Completing his fair use analysis, Judge Leval finds that the fourth factor favors fair use because the ability to search the text of the book to determine whether it includes selected words does not act as a substitute for the books themselves, but does note that “[e]ven if the purpose of the copying is for a valuably transformative purpose, such copying might nonetheless harm the value of the copyrighted original if done in a manner that results in widespread revelation of sufficiently significant portions of the original as to make available a significantly competing substitute.” In the case of the Googel snippets – again as currently offered – he concludes that while this function might possibly cause the loss of some sales, as a whole there would not be significant effect on the potential market for the copyrighted work.
In addition to the fair use analysis, Judge Leval makes quick work of the plaintiffs’ argument that they have a derivate copyright interest in providing search and snippet functions as to their own works. He holds that “[t]he copyright resulting from the Plaintiffs’ authorship of their works does not include an exclusive right to furnish the kind of information about the works that Google’s programs provide to the public. For substantially the same reasons, the copyright that protects Plaintiffs’ works does not include an exclusive derivative right to supply such information through query of a digitized copy.” In other words, the right to create derivative works does not extend to “right to supply information about that work of the sort communicated by Google’s search functions.”
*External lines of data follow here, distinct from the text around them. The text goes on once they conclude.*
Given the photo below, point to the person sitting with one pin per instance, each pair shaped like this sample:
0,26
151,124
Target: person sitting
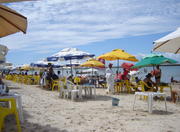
157,75
117,76
150,83
174,94
125,74
137,80
102,81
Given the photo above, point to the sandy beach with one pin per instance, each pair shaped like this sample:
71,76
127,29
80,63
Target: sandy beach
44,111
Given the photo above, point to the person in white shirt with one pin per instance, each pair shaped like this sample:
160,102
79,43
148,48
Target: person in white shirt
110,79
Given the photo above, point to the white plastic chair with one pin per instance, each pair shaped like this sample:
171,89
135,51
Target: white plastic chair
66,90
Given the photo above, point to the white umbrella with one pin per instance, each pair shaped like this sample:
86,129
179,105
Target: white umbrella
169,43
9,1
70,54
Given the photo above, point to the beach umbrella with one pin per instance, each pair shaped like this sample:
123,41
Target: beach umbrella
118,54
153,60
11,21
93,63
3,52
169,43
128,66
26,67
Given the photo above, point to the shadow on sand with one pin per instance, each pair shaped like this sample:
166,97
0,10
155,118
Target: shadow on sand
10,125
162,112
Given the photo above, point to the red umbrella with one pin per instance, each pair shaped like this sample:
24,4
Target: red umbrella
128,66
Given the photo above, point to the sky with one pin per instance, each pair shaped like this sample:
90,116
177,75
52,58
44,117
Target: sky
94,26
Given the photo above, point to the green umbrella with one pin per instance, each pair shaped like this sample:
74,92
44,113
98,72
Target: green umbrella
153,60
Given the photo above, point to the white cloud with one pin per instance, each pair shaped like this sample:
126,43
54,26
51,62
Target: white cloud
56,24
168,55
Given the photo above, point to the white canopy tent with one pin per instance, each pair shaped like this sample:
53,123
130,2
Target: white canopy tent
169,43
3,53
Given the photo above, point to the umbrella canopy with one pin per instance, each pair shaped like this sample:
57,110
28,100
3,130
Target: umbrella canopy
44,64
153,60
69,54
11,21
92,63
3,52
26,67
118,54
128,66
169,43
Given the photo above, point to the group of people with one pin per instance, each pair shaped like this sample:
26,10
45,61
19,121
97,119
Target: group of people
111,78
48,76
Judge Leval expresses sympathy for the plaintiffs’ remaining argument, that the storage by Google (presumably forever) of digitized copies of plaintiffs’ books risks exposure to hackers and pirates. However, ultimately he finds that the concern is simply not supported by the evidence in the record, which instead supported Google’s argument that the digital files were secure.
Distribution to Libraries
With respect to plaintiffs’ claim that Google violates their copyright by distributing digital copies to the libraries that provide physical copies for scanning, Judge Leval describes Google’s activity as the “creation for each library of a digital copy of that library’s already owned book in order to permit that library to make fair use through provision of digital searches,” and he then finds this use to be non-infringing. In other words, Judge Leval posits Google as a service provider that merely digitizes works for institutions that want to make fair use of those works. The plaintiffs, to the contrary, argued that Google could not convert potential fair uses by the institutions into fair use by Google, which created the digital copies for its own commercial purposes. Rather than addressing this point specifically, the Court’s decision merely brushes aside the possibility that the libraries might use the digital copies to infringe as speculative.
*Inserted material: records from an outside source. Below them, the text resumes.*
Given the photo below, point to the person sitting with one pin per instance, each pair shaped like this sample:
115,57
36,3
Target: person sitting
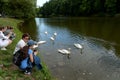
29,61
8,30
4,40
22,42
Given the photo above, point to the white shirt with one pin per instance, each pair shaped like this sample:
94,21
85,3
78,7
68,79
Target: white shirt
19,45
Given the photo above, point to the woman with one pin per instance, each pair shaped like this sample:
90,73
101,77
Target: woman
4,40
26,64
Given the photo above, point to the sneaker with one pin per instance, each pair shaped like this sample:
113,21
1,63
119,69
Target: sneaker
26,72
3,48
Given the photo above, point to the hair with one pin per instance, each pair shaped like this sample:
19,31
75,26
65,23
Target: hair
25,35
1,27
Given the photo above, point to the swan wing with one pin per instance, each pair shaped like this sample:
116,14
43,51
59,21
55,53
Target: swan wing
41,42
78,46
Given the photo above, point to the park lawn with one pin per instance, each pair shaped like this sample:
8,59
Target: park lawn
9,71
One of the plaintiffs’ most compelling arguments, albeit one that was difficult to make to an appellate court reviewing a fair use decision on a specific evidentiary record, was that a ruling in favor of Google would open the floodgates for other parties to engage in mass digitization without putting in place all of the controls Google employs.
We are likely in particular to see a similar push to expand the definition of “snippet”, especially as search is applied to other elements besides mere text. What portions of a video, for instance, might be returned as a search result without infringing, and how much video before and after that portion could be considered necessary for context?
As always, those who seek to use copyrighted works for new and different purposes without permission will need to consider carefully whether they are using only the portions of the underlying works necessary to serve those purposes, and copyright holders will need to carefully consider which uses by third parties truly impact the market for the original work.